By : | 0 Comments | On : September 2, 2013 | Category : Adults, Kids, Seniors, Teens

Beat-the-clock breakfast tips!

By: Jodie Shield, RD

Daycare, school, work – for today’s busy families, the morning rush hour is about more than traffic.  Everyone is in a mad dash to finish homework, brush their hair and teeth, and pack lunches before racing out the door. Squeezing in a quick breakfast hardly seems worth the time.  However, if anyone in your family is a chronic breakfast skipper, sound the breakfast alarm.  Breakfast is arguably the most important meal of the day and nobody should leave home without it. Eating breakfast helps both kids and adults maintain a healthy weight, concentrate and perform better at school and work – and there are plenty of studies to back this up.

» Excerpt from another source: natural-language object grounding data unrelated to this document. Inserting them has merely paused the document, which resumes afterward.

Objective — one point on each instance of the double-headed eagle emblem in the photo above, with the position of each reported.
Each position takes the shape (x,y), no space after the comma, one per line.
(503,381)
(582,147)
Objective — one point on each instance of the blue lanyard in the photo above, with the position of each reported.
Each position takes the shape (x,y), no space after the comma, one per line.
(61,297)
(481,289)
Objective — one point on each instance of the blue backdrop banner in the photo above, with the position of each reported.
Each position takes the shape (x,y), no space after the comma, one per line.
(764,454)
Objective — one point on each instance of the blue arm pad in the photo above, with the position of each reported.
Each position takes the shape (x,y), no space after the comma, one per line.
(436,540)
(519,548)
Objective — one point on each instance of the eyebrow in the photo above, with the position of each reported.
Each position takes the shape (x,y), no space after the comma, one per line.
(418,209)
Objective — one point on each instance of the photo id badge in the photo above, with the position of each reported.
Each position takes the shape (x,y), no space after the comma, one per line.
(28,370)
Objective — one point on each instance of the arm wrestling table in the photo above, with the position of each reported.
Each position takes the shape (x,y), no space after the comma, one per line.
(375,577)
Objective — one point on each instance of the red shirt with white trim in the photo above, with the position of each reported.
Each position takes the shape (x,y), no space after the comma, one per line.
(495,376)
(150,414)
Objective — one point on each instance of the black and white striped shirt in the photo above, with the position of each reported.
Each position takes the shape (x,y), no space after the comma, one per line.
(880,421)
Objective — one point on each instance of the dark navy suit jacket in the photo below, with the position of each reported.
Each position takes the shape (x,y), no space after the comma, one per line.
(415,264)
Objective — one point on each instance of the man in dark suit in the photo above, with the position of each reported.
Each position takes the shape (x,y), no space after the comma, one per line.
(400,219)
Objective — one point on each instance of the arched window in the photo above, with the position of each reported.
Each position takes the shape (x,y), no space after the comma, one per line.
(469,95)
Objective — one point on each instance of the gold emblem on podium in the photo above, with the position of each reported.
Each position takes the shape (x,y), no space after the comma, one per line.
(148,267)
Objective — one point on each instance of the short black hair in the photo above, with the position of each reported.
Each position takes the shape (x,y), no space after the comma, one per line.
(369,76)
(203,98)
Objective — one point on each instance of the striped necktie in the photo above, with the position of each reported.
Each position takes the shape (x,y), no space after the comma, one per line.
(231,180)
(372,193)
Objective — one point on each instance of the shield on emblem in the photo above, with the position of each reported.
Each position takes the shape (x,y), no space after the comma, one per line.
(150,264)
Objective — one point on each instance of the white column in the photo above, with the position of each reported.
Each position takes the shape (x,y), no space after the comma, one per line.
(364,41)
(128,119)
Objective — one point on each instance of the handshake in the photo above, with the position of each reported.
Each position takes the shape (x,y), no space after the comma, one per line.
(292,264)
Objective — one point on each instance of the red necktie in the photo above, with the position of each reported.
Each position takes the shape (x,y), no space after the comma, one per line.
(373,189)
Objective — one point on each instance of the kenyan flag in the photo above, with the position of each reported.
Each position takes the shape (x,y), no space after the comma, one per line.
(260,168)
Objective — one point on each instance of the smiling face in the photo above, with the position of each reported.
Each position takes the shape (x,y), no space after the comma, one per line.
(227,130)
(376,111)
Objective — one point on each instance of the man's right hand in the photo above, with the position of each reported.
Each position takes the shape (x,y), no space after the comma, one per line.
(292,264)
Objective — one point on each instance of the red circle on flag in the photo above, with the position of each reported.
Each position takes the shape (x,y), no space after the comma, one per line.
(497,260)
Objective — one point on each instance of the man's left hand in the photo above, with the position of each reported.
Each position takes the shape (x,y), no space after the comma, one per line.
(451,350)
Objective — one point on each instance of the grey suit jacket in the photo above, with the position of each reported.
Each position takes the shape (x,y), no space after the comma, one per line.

Since September is Eat a Better Breakfast Month, be sure to follow my next few blog posts.  I’ll be featuring all kinds of tips and recipes to help you and your kids rise and shine and enjoy breakfast time.  First up on the breakfast menu, beat-the-clock breakfast tips from my book Healthy Eating, Heathy Weight for Kids and Teens.  These time-saving tips are guaranteed to help everyone eat a healthy breakfast when they’re in a hurry.

  • Give me five! Reset the alarm clock so that everybody gets up five minutes earlier. The extra time will give kids the few minutes they need to eat a quick breakfast.
  • Get organized! Each night before school, make sure that everyone’s homework is competed and in their backpacks.  Also, have kids decide what they want to wear and lay out their clothes before going to bed. Another time saver is to pack lunches in the evening and keep them in the refrigerator to grab and go.
  • Tune out distractions. Every minute counts! Turn off the TV and ask tweens and teens to stop texting and put away their cellphones.
  • Keep quick-to-fix foods on hand. Stock up on healthy, ready-to-eat breakfast foods like instant oatmeal, whole grain cereal, homemade granola, whole wheat frozen waffles, whole wheat bread and bagels, bananas, fresh berries, tomato juice, fat-free yogurt, low-fat milk, hard-boiled eggs, and peanut butter.
  • All for one and one for all. Get up before your kids and make a large pot of oatmeal or a batch of whole wheat waffles that are ready to eat as soon as they enter the kitchen.
  • Divide and conquer. Give everyone a breakfast responsibility.  Somebody pours the milk, another person toasts bread, another scrambles the eggs. Make sure everybody takes turn helping with clean up, too.

Breakfast is a healthy way to start the day. No more excuses.  Which breakfast eating tip are your going to try first?